PythonicAlpha · on Jan 28, 2015

For people with >2 servers, that might be the right solution, but for the others, scripting deployment might be just more overhead.

derekp7 · on Jan 28, 2015

I can see that, especially if someone is administrating their own small site, and hasn't had experience in larger shops. But at the minimum (and since it is cheap enough) you should have at least 3 - 5 servers (esp. if you are making money off them) -- dev, test, staging, production, and failover. Just breaking the mirror to the failover box, and upgrading the primary would allow for an easy and quick backout procedure.

Oh, and there is another upgrade trick (I'll have to see if I still have my old writeup on it, and post it as a Gist). You can query the package manager, and make a few lists. First, list the packages (and versions) that are installed. Secondly, get a list of any file owned by a package that has changed since package installation (compare the file MD5 sum to the package's record of same). This should be a small list of files (mostly configuration related) that can be backed up. This gives you a good way to roll back changes if needed, and keep a system documented.

Finally, with Yum, you can roll back updates. Take a look at "yum history", and "yum history undo". This has saved me a couple times.

PythonicAlpha · on Jan 28, 2015

I must acknowledge, that I don't have so much administration knowledge as you have. I come more from the development corner. And I really "hate" that stuff. I also have to say, that what you write is probable right. But I think, there are some people like me, that have one or two servers for some projects running (and I know even people, that have websites or even servers running with even less knowledge) who just want that the stuff works and don't have time or ambition to optimize things.

Do you know, if this rollback stuff is also available for Debian based systems? Sounds pretty good. I regret, I don't know yum, it is for RPM-based systems, I know, but the last systems I used where all Ubuntu and Debian.

derekp7 · on Jan 28, 2015

I haven't done a lot with Debian based systems -- I've traditionally been a Slackware / DIY / Redhat person. I just looked through the documentation and a bit of the source code for apt-get, and nothing popped out at me for a rollback feature. If I come across anything I'll update this comment for you.

But I know what you mean about hating the sysadmin side of things. Of course there are people that really love it too -- there's sort of a mindset that you have to get into, just like with development. Maybe this could be an idea for a new service -- matching up programmers with side projects, with sysadmins that are looking for side projects to help manage.

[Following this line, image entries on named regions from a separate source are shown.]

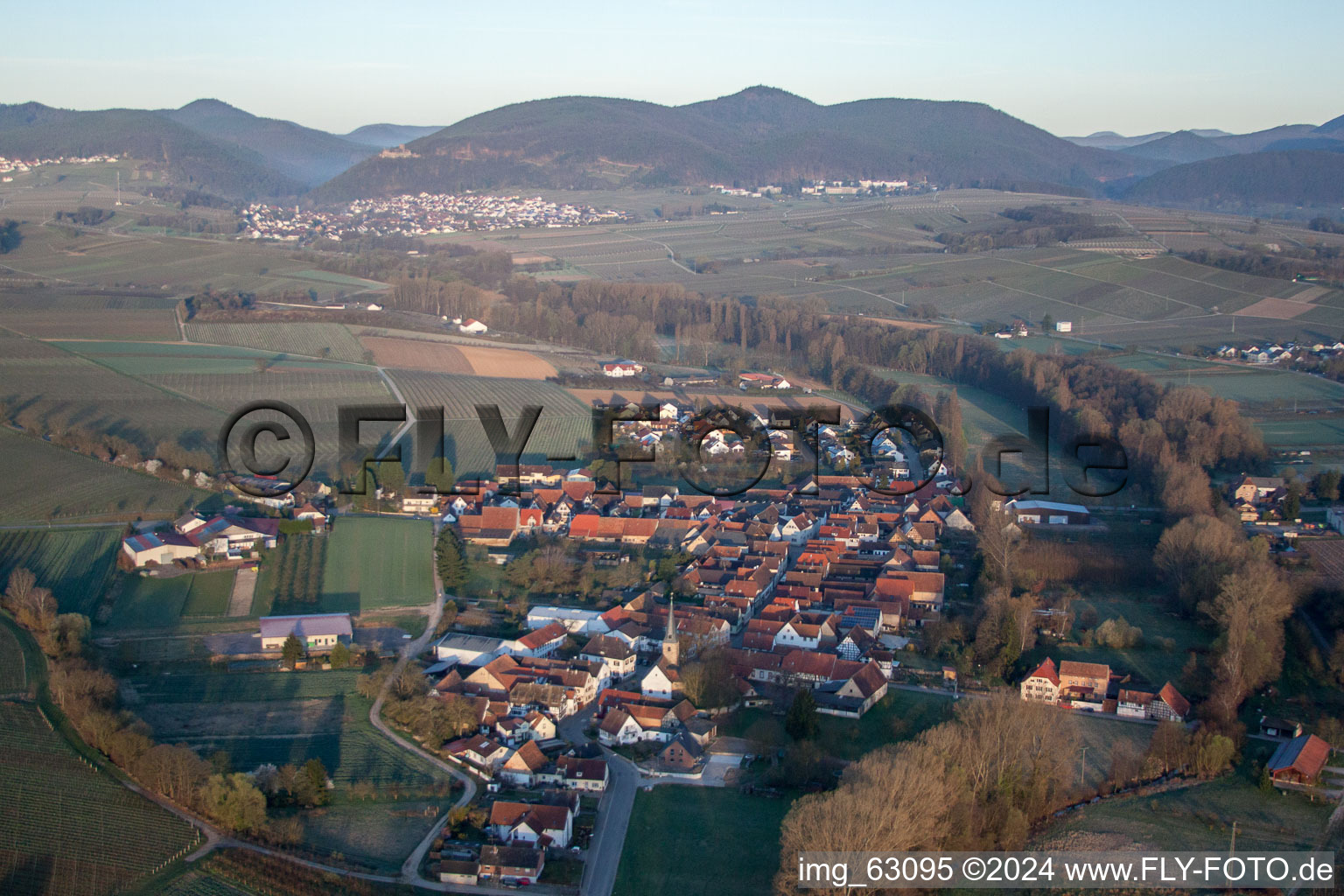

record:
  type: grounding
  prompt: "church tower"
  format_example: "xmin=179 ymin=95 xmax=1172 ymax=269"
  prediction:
xmin=662 ymin=598 xmax=682 ymax=668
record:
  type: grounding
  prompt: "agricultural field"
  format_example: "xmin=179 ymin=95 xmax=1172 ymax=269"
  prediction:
xmin=0 ymin=623 xmax=28 ymax=696
xmin=1030 ymin=771 xmax=1332 ymax=850
xmin=0 ymin=289 xmax=180 ymax=341
xmin=567 ymin=387 xmax=867 ymax=424
xmin=360 ymin=336 xmax=555 ymax=380
xmin=5 ymin=214 xmax=382 ymax=301
xmin=1023 ymin=595 xmax=1212 ymax=690
xmin=1149 ymin=364 xmax=1344 ymax=411
xmin=0 ymin=429 xmax=207 ymax=524
xmin=277 ymin=799 xmax=444 ymax=874
xmin=0 ymin=527 xmax=121 ymax=615
xmin=391 ymin=371 xmax=592 ymax=480
xmin=40 ymin=338 xmax=393 ymax=474
xmin=317 ymin=517 xmax=434 ymax=614
xmin=612 ymin=785 xmax=790 ymax=896
xmin=126 ymin=670 xmax=439 ymax=791
xmin=186 ymin=321 xmax=364 ymax=363
xmin=160 ymin=872 xmax=251 ymax=896
xmin=108 ymin=570 xmax=234 ymax=628
xmin=253 ymin=535 xmax=328 ymax=617
xmin=0 ymin=333 xmax=225 ymax=452
xmin=720 ymin=688 xmax=955 ymax=760
xmin=464 ymin=191 xmax=1344 ymax=346
xmin=879 ymin=371 xmax=1027 ymax=449
xmin=0 ymin=703 xmax=199 ymax=896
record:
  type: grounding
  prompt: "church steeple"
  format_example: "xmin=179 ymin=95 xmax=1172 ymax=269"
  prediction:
xmin=662 ymin=597 xmax=682 ymax=666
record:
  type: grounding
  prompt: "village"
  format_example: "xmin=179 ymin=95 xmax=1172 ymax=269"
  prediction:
xmin=113 ymin=395 xmax=1124 ymax=884
xmin=242 ymin=192 xmax=627 ymax=242
xmin=0 ymin=155 xmax=117 ymax=184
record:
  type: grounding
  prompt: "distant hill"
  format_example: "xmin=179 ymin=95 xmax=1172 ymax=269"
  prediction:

PythonicAlpha · on Jan 28, 2015

Yea, that would be really a great idea. I have a friend, whom I ask for help some time, but he also has only limited time.

And I lack the time to really dive into automation stuff and that sort. So many interesting tools are available, but you always have to take time and learn it first.

thaumaturgy · on Jan 28, 2015

> matching up programmers with side projects, with sysadmins that are looking for side projects to help manage.

That sounds like a fantastic idea. Even in my case, I do "OK" as a sysadmin most of the time, but would love some occasional guidance or assistance.

thaumaturgy · on Jan 28, 2015

> Do you know, if this rollback stuff is also available for Debian based systems?

Over half the servers I admin are running some flavor of Debian, and have for at least five years or so. To the best of my knowledge there's no rollback method for Debian updates, short of relying on filesystem tricks like using ZFS, discussed upthread.

PythonicAlpha · on Jan 28, 2015

Thank you for your information! That would be really a fine feature. I love Debian for its stability (as it is said ... I just lack time, to compare myself) but the administration tools are still a black box for me and I have the feeling, that they could need a brush-up.